Mektup krem rengi bir kağıta yazılmıştı ama kanlarla birlikte rengi kırmızıya boyamıştı,titreyen ellerle mektub doğru uzandım ve elime aldım, zarfın içinden bir kağıt çıktı okumaya başladım.

 

:Bu mektub sana nazlı sevgilim,

Kolyede senin ,tıpkı sana benzediği için almıştım, küçük ve kızıl,ateşede benziyo tabi senin gibi.sende Alaş bir ateşsin sevgilim,

Mektubun içinde bir tanede beyaz gül var seni çok tanıyamadım ama beyaz gül sevdiğini biliyorum "

 

Gözlerim zarafa kaydı ellime alıp içindeki gülü aldım, artık beyaz değildi gülün yarısı kanla birlikte kırmızıya boyanmıştı, mektubu okumaya devam ettim.

 

:Böyle gitmeni hiç istemezdim doğrusu, Geri gel desem bile gelirmisin ki ,gelsen olmazmı?,

seni çok özlüyorum be kızım emin ol ölürken bile görmek istiyeceğim tek yüz senin yüzün"

 

Burda durdum , gözlerim dolmuştu,hayali gerçek mi olmuştu

ölürken en son benim yüzümü görmüştü,kafamı tekrar mektuba çevirdim.

 

:Sesini bile çok özledim, çok güzel bir sesin var,emin ol böyle olsun istemezdim , özür dilerim nazlı sevgilim, Sevgilim diyorum sakın kızma çünkü hala benim küçük kızıl sevgilimsin ,öylede kalacaksın:)

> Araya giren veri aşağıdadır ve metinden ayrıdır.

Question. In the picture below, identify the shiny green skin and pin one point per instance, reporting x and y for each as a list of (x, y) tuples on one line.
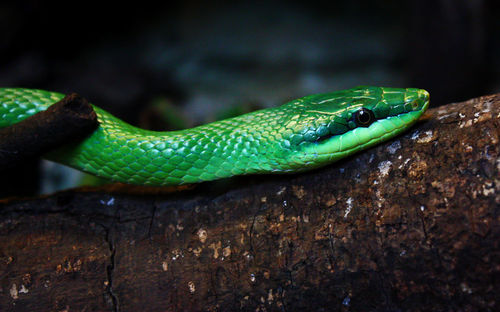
[(303, 134)]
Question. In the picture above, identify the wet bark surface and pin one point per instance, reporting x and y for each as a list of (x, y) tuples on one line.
[(410, 225)]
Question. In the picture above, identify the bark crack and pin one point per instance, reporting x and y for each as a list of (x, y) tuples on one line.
[(110, 270)]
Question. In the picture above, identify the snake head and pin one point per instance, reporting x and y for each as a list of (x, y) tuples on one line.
[(327, 127)]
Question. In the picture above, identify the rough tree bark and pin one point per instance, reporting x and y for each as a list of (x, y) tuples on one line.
[(410, 225)]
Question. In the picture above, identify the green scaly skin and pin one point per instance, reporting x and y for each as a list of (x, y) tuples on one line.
[(303, 134)]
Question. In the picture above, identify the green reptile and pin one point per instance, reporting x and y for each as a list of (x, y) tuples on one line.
[(306, 133)]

Çok uzatmaya gerek yok sen bana gelmesen ben sana gelirim yavrum.

 

Alaş seni çok seviyorum.

 

                          ****

 

Mektubun üzerine bir damla gözyaşı düşene kadar ağladığımın farkında bile değildim,omzuma dokunan elle irkildim" abla iyimisin" diye sordu Leyla kızarmış gözlerle ona baktım

" Kağıt ve kalem varmı mektup yazcam " dedim başını salladı ve kendi yatağına doğru gitti yastığının altından bir kurşun kalem ve kağıt getirdi " al abla ,kime yazacaksın" diye sordu elindeki kalem ve kağıdı aldım " sevgilime" dedim gözleri açıldı " p-peki " dedi, yatağın üzerine bağdaş kurup oturdum ,gözlerim kolyeye kaydı ,alıp boynuma taktım,

Kağıdı önüme çekerek yazmaya başladım .

 

 

: Sevgilim,Seni çok özledim biliyormusun?, öbür tarafta buluşurmuyuz :) çok güzel kokuyordun biliyormusun ,kolyede çok güzel bu arada, teşekkür ederim, seni bırakıp gittiğim için özür dilerim sevgilim, Kırmızı sana hiç yakışmıyor biliyormusun,seni kırmızılar içinde görmeyi hiç sevmedim,şimdi sen sürekli uyuyacaksın, bende uyumayı bekliycem,beni affeder misin bilmem ama ben seni affetim.

Ama geri gelemesin ki,

Çok pişmanım sevgilim, Özür dilerim,özür dilerim, özür dilerim

seni öldürdüğüm için özür dilerim

Hiç istemezdim özür dilerim sevgilim,ömür boyu gözlerine bakmak isterdim sevgilim,ama ben ogözlerin birdaha açılmayacak olarak kapandığını gördüm ,

Seni sevmediğim için özür dilerim sevgilim.

 

 

Demir seni seviyorum.

 

* ****

 

Mektubu bitirmiştim başka bir kağıdı zarf yapıp mektubu içine koydum , bu mektubun ona asla varmayacağını ve onun bu mektubu asla okuyamayacağını çok iyi biliyordum ama yine yazacaktım, yalnız kalmasın istiyordum.

 

                           ****

 

" Abla artık bir şeyler yesenmi acaba üç gündür bir şey yemiyorsun" dedi Leyla " aç değilim ablam ben " dedim

" İyi peki acıkırsan yersin " dedi Leyla zorda olsa gülümsedim.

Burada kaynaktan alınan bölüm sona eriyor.